Children with ADHD/ADD often display the following problems:
• They frequently have difficulty with transition, especially going from activity to inactivity (i.e. recess then to the classroom) - they may need some extra warning time and assistance.
• They may display stronger than expected emotional reactions (emotional mountains out of molehills). When this happens, it may be best to send them to sit for awhile until they can get their emotions under control (to avoid any impulsive hitting or other actions while they are upset).
• They may have great difficulty maintaining position in games and in managing their energy output (throttle tends to be stuck on "full speed ahead"). They are not doing this out of spite, they just forget in the heat of the moment. They often do better in midfield spots where they can go to the ball, but may need to be subbed frequently to avoid getting completely pooped out.
• They may tend to play "too rough" out of enthusiasm. If they are big for their ages, you need to be especially careful in pairing them with others of their same size - and nipping overly-aggressive behavior in the bud. If you have an ADHD/ADD child on your team, and you want to learn more, start at the website for Children and Adults with Attention Deficit Disorders (CHADD) (http://www.chadd.org/).

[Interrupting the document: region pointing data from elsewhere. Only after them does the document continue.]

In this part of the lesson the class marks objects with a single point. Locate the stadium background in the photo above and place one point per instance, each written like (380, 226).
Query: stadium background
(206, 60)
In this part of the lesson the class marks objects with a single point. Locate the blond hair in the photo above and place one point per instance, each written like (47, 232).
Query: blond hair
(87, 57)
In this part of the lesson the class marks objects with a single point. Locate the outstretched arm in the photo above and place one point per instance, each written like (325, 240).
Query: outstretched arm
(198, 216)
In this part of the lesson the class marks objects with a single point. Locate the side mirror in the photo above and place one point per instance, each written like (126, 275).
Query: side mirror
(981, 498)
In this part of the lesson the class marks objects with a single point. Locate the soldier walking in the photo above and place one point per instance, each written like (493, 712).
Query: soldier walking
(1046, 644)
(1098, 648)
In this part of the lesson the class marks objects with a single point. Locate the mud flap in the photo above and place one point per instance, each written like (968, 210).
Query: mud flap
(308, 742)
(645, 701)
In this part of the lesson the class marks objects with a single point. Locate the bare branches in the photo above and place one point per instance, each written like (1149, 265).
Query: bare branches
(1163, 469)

And, if the child is exceptionally afflicted (like most disorders, the symptoms can vary in severity), you may need to get extra help. Don't be shy about asking the parents to come to help, or asking your assistant to pull the child out for special training if he is unduly disruptive. On occasion, a child who is severely afflicted may need to special or unusual accommodations. For instance, if the child tends to be too rough on the field, or to constantly steal the ball from teammates in his desire to shine, the coach may need to consider putting the child in goal - for his own safety and that of the other players. The extra physical restrictions often will help such a child to focus, and to perform very well. In many respects, although these children may have superior intelligence, their distractibility may require similar treatment to children of sub-par intelligence or athletic ability. All of these children require additional structure; special instructions; additional supervision; and substantial patience. However, in his own way, each of these children can succeed at soccer - and the ADHD children may be able to become World Class players with proper training. Indeed, several players on the U.S. National Team have this disorder. Thus, the coach may find that the player whom he wanted to strangle at u10 is a player whose autograph is being sought by many at u23. It helps to keep reminding yourself that this is not their fault; that yelling at them is just as unfair as it would be to yell at a child with asthma for not running when he cannot breathe; that they almost always are trying; and that, ultimately, they really will learn to cope with their disability if the adults in their lives do not yell so much that they get to the point where they see no reason to try because everybody hates them.